Тем самым сохранялось главное, а может быть, и единственное, достоинство повести – ее непосредственность, живость, жизненная достоверность.
Евгений Шварц
Корней Чуковский. Белый Волк
Когда в 1922 году наш театр закрылся, я после ряда приключений попал секретарем к Корнею Ивановичу Чуковскому.
Он был окружен как бы вихрями, делающими жизнь возле него почти невозможной. Находиться в его пределах в естественном положении было немыслимо, как в ураган посреди пустыни. И к довершению беды вихри, сопутствующие ему, были ядовиты.
Цепляясь за землю, стараясь не закрывать глаза, не показывать, что песок пустыни скрипит на зубах, я скрывал от всех и от себя самого странность своей новой должности. Я всячески старался привиться там, где ничто не могло расти.
У Корнея Ивановича никогда не было друзей и близких. Он бушевал в одиночестве, не находя пути по душе, без настоящего голоса, без любви, без веры, с силой, не открывшей настоящего, равного себе выражения и потому недоброй.
По трудоспособности я не встречал ему равных. Но какой это был мучительный труд! На столе его лежало не менее трех-четырех работ: вот статья для «Всемирной литературы», вот перевод пьесы Синга, вот предисловие и примечания к воспоминаниям Панаевой, вот детские стихи. Легкий, как бы пляшущий тон его статей давался ему нелегко. Его рукописи походили не то на чертежи, не то на карты. Вклейки снизу, сбоку, сверху. Каждую страницу приходилось разворачивать, раскрывать, расшифровывать.

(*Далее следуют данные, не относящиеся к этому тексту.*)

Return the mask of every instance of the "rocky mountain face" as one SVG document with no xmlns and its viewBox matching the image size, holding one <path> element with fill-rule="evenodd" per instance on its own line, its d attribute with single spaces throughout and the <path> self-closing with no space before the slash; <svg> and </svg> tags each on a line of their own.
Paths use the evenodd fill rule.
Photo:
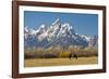
<svg viewBox="0 0 109 79">
<path fill-rule="evenodd" d="M 78 35 L 69 23 L 57 18 L 51 26 L 41 25 L 38 29 L 24 29 L 24 47 L 95 47 L 97 36 Z"/>
</svg>

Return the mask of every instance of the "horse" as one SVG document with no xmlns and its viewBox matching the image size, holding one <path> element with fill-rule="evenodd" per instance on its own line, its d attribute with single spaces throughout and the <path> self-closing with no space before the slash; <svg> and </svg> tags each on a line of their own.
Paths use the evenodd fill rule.
<svg viewBox="0 0 109 79">
<path fill-rule="evenodd" d="M 75 53 L 70 53 L 70 60 L 72 58 L 72 57 L 75 57 L 76 60 L 77 60 L 77 55 L 75 54 Z"/>
</svg>

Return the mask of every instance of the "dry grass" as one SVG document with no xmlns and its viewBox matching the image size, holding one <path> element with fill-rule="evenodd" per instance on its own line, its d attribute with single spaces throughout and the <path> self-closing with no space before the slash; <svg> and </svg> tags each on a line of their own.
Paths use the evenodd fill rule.
<svg viewBox="0 0 109 79">
<path fill-rule="evenodd" d="M 97 56 L 93 57 L 78 57 L 76 58 L 28 58 L 25 60 L 25 67 L 38 67 L 38 66 L 61 66 L 61 65 L 87 65 L 97 64 Z"/>
</svg>

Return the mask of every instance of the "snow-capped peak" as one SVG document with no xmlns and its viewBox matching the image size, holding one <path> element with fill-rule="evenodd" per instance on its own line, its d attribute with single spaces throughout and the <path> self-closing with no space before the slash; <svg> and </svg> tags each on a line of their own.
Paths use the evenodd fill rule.
<svg viewBox="0 0 109 79">
<path fill-rule="evenodd" d="M 28 29 L 25 27 L 24 30 L 25 39 L 31 37 L 27 40 L 28 42 L 35 42 L 35 40 L 37 40 L 35 45 L 37 42 L 40 42 L 44 47 L 45 43 L 49 45 L 68 44 L 87 47 L 92 43 L 95 44 L 97 40 L 96 37 L 92 38 L 85 35 L 78 35 L 75 32 L 73 26 L 69 23 L 61 23 L 60 18 L 57 18 L 49 27 L 46 27 L 46 25 L 43 24 L 38 29 Z"/>
<path fill-rule="evenodd" d="M 53 23 L 52 23 L 52 26 L 57 25 L 60 23 L 60 18 L 57 18 Z"/>
</svg>

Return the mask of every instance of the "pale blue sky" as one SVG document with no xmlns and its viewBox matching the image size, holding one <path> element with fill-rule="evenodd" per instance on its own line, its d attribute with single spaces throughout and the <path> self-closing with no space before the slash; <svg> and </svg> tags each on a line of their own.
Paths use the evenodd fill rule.
<svg viewBox="0 0 109 79">
<path fill-rule="evenodd" d="M 50 26 L 57 18 L 61 23 L 70 23 L 80 35 L 98 35 L 97 14 L 25 11 L 24 26 L 37 29 L 41 24 Z"/>
</svg>

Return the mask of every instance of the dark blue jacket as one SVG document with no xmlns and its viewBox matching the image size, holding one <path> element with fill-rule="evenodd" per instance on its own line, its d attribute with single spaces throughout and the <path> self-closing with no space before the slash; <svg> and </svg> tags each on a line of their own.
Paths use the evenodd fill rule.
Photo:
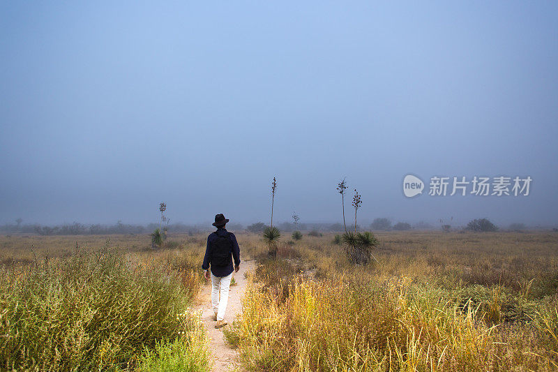
<svg viewBox="0 0 558 372">
<path fill-rule="evenodd" d="M 211 263 L 211 242 L 217 237 L 218 235 L 225 235 L 228 233 L 232 242 L 232 258 L 234 258 L 234 265 L 238 266 L 240 265 L 240 248 L 239 244 L 236 242 L 236 237 L 232 232 L 228 232 L 224 228 L 219 228 L 215 232 L 211 232 L 207 237 L 207 246 L 205 248 L 205 256 L 204 256 L 204 264 L 202 268 L 206 270 L 209 267 L 209 264 Z M 227 276 L 233 271 L 232 260 L 228 266 L 213 266 L 211 265 L 211 272 L 216 276 Z"/>
</svg>

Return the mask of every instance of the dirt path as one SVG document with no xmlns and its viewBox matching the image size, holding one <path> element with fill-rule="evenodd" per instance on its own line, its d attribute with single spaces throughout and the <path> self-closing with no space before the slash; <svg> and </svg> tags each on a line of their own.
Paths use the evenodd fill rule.
<svg viewBox="0 0 558 372">
<path fill-rule="evenodd" d="M 241 299 L 244 295 L 246 290 L 246 278 L 244 273 L 254 269 L 253 260 L 242 261 L 239 272 L 233 274 L 233 278 L 237 284 L 231 285 L 229 292 L 229 301 L 227 303 L 227 311 L 225 313 L 225 320 L 229 324 L 232 323 L 238 314 L 242 311 Z M 211 308 L 211 281 L 206 283 L 197 297 L 196 309 L 202 310 L 202 319 L 204 325 L 210 337 L 209 349 L 211 352 L 213 369 L 215 372 L 225 372 L 238 370 L 236 363 L 236 351 L 232 349 L 227 344 L 223 334 L 223 328 L 216 329 L 215 321 L 213 320 L 213 311 Z M 225 326 L 224 328 L 229 327 Z"/>
</svg>

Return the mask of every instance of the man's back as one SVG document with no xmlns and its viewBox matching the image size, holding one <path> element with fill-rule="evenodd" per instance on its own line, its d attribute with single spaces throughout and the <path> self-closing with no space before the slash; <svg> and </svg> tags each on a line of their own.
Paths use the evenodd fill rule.
<svg viewBox="0 0 558 372">
<path fill-rule="evenodd" d="M 227 240 L 229 242 L 229 253 L 225 251 Z M 207 237 L 207 246 L 206 247 L 204 263 L 202 267 L 205 270 L 211 264 L 211 272 L 216 276 L 226 276 L 231 274 L 234 265 L 240 265 L 240 248 L 236 241 L 234 234 L 227 231 L 224 228 L 219 228 L 217 231 L 211 232 Z"/>
</svg>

Отделившись от семьи большой проходной комнатой, он страдал над своими работами, бросался от одной к другой как бы с отчаяньем. Он почти не спал. Иногда выбегал он из дому своего на углу Манежного переулка и огромными шагами обегал квартал по Кирочной, Надеждинской, Спасской, – широко размахивая руками и глядя так, словно он тонет, своими особенными серыми глазами. Весь он был особенный: седая шапка волос, молодое лицо, рот небольшой, но толстогубый, нос топорной работы, а общее впечатление – нежности, даже миловидности.
Когда он мчался по улице, все на него оглядывались, – но без осуждения. Он скорее нравился прохожим высоким ростом, свободой движения. В его беспокойном беге не было ни слабости, ни страха. Он людей ненавидел, но не боялся, и у встречных поэтому и не возникало желания укусить его.
Я появлялся у него в просторном и высоком кабинете в восемь часов утра. В своем тогдашнем безоговорочном, безоглядном поклонении далекой и недоступной литературе я в несколько дней научился понимать признанного ее жреца, моего хозяина. Показывая руками, что он приветствует меня, прижимая их к сердцу, касаясь пальцами ковра в поясном поклоне, надув свои грубые губы, Корней Иванович глядел на меня, прищурив один глаз, с искренней ненавистью. Но я не обижался. Я знал, что чувство это вспыхивает в душе его само по себе, без всякого повода, не только ко мне, но и к близким его. И к первенцу Коле, и к Лиде, и, реже, к Бобе, и только к младшей, к Муре, – никогда.